It’s just coffee
Expensive specialty coffees
Expensive specialty coffees
Gourmet coffee businesses are struggling. High pricing attracts fewer customers. 92% female, 82% male workers earn less than Rs 10000 per month. India’s per capita consumption of coffee is 90gms.
Blue Tokai is the leader of Indian speciality coffee market. It’s cheapest roasts coffee is for INR 400 (250gms). Its competitors are Third Wave, Seven Beans Coffee, Flying Squirrel, Black Baza, Nagpur and Bizibean. They offer their coffees at similar prices. Filter coffee comes next, which costs INR 275 per kilogram (Bru Green Label). Southern India is the biggest market for filter coffee. Rest of the country consumes instant coffee, which Nescafe (INR 150 for 50gms) and Hindustan Lever (INR 180 for 100gms) dominate.
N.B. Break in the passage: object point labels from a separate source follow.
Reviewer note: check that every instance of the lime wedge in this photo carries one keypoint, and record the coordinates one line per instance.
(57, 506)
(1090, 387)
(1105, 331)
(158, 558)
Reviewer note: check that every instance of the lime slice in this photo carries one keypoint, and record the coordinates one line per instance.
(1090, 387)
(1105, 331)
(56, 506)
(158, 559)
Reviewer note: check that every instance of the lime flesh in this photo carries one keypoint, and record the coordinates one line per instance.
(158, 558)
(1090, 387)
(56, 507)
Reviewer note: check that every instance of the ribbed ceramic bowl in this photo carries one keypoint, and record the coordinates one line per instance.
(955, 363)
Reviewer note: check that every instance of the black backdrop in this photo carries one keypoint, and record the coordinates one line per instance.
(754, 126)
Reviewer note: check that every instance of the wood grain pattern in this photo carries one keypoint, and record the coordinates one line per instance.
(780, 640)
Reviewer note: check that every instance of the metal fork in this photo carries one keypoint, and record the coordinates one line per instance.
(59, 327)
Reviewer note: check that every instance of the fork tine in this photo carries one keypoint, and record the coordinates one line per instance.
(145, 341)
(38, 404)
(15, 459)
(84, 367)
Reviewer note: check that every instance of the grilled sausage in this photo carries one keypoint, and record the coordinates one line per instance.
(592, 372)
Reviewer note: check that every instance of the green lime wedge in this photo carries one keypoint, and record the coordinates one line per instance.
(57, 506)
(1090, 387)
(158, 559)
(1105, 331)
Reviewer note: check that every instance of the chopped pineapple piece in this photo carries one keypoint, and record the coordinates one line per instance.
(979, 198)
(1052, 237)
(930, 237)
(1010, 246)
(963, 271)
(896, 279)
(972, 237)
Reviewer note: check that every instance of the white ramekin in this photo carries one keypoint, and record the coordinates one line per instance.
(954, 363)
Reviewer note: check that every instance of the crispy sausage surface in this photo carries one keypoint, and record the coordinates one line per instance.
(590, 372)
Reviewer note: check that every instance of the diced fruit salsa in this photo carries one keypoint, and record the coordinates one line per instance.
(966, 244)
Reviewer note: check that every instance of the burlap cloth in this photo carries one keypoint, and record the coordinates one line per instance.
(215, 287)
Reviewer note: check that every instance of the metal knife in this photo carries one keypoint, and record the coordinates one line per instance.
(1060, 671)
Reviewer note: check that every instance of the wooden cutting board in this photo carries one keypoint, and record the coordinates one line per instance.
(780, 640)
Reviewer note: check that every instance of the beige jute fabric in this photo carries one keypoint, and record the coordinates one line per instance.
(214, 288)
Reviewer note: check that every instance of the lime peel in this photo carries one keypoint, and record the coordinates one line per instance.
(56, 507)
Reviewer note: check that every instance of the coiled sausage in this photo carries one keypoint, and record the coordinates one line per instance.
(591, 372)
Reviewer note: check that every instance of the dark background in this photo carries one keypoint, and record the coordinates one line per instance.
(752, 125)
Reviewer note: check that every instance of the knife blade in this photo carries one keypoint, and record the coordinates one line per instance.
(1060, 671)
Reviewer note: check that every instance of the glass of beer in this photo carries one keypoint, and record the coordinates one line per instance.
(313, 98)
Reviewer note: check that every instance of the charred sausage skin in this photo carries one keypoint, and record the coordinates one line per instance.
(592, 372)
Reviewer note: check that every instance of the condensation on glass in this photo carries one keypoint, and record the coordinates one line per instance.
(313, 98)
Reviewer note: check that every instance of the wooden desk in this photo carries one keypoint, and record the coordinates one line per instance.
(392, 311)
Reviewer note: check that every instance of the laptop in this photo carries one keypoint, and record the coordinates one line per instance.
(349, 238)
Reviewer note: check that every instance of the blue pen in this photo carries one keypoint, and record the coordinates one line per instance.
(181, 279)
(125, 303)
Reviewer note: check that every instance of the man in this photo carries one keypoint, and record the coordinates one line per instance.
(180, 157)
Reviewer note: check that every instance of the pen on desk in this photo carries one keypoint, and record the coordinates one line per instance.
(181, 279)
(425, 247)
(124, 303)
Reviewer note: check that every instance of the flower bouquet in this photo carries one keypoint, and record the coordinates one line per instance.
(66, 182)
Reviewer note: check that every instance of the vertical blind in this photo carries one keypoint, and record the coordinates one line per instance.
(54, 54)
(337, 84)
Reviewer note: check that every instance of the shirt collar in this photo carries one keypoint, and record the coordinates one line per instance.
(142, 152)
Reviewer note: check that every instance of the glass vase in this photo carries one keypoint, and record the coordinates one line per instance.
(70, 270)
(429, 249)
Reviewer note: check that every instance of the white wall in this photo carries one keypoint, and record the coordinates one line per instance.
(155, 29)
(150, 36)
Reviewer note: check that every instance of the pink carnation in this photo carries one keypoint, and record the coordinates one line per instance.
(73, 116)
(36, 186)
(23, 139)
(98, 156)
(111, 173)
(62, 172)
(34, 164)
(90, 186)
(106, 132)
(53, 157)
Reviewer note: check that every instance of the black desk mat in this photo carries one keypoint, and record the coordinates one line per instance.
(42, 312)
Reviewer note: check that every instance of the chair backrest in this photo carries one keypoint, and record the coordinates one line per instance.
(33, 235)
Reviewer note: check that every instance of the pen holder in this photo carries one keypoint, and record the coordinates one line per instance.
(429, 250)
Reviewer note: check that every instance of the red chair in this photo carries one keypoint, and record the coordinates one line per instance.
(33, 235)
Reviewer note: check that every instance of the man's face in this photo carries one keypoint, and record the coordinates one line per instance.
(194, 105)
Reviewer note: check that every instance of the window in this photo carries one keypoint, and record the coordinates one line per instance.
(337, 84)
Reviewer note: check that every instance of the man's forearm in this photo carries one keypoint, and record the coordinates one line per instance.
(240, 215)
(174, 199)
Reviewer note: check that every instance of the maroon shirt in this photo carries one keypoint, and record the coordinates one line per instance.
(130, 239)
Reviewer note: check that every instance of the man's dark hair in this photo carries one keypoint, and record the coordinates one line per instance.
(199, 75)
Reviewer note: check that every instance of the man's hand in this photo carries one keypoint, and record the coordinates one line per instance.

As per Economist: To get in the top 1% of earners, an Indian needs to make just over $20,000. Adjusted for purchasing-power parity, that is a comfortable income, equating to over $75,000 in America. But in terms of being able to afford goods sold at much the same price across the world, whether a Netflix subscription or Nike trainers, more than 99% of the Indian population are in the same league as Americans that count as below the poverty line (around $25,000 for a family of four), points out Rama Bijapurkar, a marketing consultant.
Not more than 8cr Indians earn INR 20,000 per month. Spending 5% of that income on speciality coffee is not sustainable. The next big Indian consumer segment of 30cr doesn’t earn more than INR 15,000 per month. Either the prices have to come down or the earnings have to go up.